Hi!

> Let's begin discussing the prospect of adding libsodium as a core extension
> in PHP 7.1. I've updated the RFC to explain why this would be a good idea
> and the benefits it offers.
> 
> https://wiki.php.net/rfc/libsodium
> 
> If the subsequent discussion goes smoothly, I would like to open voting on
> June 15.

Some notes based on the docs in https://paragonie.com/book/pecl-libsodium:
TLDR: I think the idea of having something like this in core is very
nice, but I think it needs some tweaks in order to be a solution we can
recommend as core module.

- I would appreciate deeper namespacing. It is rarely that you would use
all sub-modules (such as encryption, both symmetric and asymmetric,
password hashing, decryption, random, etc.) in the same piece of code.
So if I could just "use Sodium\Crypto;" and then use short names it
would be much nicer than having to spell out the whole story.

- Also, I'm not sure why functions like
crypto_aead_chacha20poly1305_encrypt() exist. Shouldn't algorythm be a
parameter to encryption function and not function name? Putting
parameter into function names makes it much harder to be flexible and
configurable. Or, if there's only one, then why not just call it
encrypt() and state the fixed algorithm in the docs?

- The function names in general are kind of all over the place. I.e., to
get a random, you get:
- for string: _buf
- for ranged (I assume unsigned?) integer: _uniform
- for 16-bit unsigned integer: _random16
If you can notice a pattern here, I can't. Also, I don't see why you
have a function for 16-bit int but not for 8-bit or 32-bit. Additionally
weird that _uniform gets int, but has limit different from PHP int.

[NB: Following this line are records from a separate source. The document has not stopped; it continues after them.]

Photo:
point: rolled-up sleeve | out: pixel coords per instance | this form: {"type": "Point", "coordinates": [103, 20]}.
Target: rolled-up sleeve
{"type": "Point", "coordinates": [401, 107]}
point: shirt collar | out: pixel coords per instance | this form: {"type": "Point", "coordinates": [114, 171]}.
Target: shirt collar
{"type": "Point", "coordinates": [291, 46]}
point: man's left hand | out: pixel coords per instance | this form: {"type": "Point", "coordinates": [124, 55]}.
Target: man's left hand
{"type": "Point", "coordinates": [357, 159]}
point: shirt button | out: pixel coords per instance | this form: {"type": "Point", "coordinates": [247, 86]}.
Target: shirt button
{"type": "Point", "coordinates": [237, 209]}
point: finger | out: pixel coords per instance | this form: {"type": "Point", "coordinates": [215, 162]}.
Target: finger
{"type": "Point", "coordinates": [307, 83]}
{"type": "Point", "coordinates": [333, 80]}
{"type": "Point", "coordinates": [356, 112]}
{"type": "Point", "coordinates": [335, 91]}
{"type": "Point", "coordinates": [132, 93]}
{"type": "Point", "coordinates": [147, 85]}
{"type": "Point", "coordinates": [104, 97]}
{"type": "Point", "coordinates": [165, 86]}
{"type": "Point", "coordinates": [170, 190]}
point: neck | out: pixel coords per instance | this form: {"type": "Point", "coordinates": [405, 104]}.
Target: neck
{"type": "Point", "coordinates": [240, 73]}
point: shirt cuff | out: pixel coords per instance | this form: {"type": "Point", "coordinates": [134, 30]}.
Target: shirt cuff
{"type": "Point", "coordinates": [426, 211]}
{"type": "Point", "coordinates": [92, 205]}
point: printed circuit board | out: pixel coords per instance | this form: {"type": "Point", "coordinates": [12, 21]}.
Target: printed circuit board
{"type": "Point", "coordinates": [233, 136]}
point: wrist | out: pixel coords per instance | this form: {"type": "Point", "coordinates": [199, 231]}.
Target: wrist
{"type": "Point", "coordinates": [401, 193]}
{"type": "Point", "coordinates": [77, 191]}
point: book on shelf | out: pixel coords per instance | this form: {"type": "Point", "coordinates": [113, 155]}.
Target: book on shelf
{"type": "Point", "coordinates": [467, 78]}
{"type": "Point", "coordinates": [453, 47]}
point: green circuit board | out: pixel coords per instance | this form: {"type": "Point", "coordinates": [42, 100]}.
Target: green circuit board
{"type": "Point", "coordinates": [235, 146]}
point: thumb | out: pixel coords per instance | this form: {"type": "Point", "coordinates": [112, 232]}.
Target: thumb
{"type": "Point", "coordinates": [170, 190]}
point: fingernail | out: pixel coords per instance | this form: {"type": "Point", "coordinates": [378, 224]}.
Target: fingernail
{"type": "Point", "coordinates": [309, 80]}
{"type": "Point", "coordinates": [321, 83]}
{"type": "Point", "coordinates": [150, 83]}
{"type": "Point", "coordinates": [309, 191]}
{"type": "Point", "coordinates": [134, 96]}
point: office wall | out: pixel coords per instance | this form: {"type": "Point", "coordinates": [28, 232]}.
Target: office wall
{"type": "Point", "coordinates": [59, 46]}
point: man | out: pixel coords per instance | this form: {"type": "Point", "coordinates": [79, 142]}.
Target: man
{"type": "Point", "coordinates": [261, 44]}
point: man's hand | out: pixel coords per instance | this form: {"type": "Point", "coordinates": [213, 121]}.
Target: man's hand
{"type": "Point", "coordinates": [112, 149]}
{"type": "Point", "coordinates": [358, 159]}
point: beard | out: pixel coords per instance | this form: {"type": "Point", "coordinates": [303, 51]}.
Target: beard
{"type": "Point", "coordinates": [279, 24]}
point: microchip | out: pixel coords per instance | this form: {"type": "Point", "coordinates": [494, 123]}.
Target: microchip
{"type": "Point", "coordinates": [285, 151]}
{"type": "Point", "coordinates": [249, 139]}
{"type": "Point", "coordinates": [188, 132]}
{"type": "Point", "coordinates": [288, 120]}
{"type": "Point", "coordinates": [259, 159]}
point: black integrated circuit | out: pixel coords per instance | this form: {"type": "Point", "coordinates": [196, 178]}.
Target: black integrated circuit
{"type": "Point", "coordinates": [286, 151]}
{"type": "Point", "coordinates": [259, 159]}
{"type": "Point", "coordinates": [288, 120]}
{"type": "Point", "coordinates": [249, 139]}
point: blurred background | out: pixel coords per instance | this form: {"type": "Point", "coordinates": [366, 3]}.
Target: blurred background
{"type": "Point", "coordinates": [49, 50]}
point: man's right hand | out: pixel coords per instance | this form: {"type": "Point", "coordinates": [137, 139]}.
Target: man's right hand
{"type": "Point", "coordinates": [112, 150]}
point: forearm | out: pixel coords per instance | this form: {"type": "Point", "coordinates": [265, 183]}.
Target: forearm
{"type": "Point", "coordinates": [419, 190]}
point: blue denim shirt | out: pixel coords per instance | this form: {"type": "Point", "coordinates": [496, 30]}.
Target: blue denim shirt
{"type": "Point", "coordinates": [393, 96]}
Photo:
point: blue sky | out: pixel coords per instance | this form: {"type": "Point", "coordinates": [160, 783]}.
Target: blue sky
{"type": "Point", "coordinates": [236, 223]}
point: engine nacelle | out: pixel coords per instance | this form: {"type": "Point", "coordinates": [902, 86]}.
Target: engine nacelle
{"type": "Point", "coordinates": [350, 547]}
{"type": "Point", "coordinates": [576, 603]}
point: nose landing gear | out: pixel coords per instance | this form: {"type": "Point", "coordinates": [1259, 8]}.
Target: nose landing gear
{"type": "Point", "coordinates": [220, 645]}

- Naming/namespacing of constant-time function should make it clear they
are there because they are constant time, not just because somebody
wanted to reimplement bin2hex. It's also unclear why we need memcmp as
separate function from hash_equals().
Also, I'm still not convinced bin2hex in PHP even has a timing problem.
I haven't seen anything but vague generic theoretising in this regard.
Same with hex2bin (in fact, even more since hex2bin doesn't even have
index lookups).

- What exactly memzero does in PHP? Looks like it accepts argument
by-ref, which means if you do something like:

function foo($secret_key) {
// do stuff with key
memzero($secret_key);
}

and then:

$key = get_key(); foo($key);

then $key still has the key. So I'm not sure how that all memory wiping
is still working in practice. I mean, it may work with random keys that
you generate, use once and immediately destroy, but in any other
scenario it's just wasting time. Even with random keys it's iffy since
it assumes your RNG state is either not in memory or is protected.
E.g. in the example at
https://paragonie.com/book/pecl-libsodium/read/09-recipes.md#encrypted-cookies
keys are meticulously erased, but since they are all deterministically
derived from $this->key (and cookie name which is public) which stays in
memory, what exactly is the point?

- increment() needs clearer explanation what it does (e.g. does it
accept any string? What exactly does it do to that string?) and also it
seems to be it would be nicer to just return the value. Or at least have
this option - mutation in place is not always what you want.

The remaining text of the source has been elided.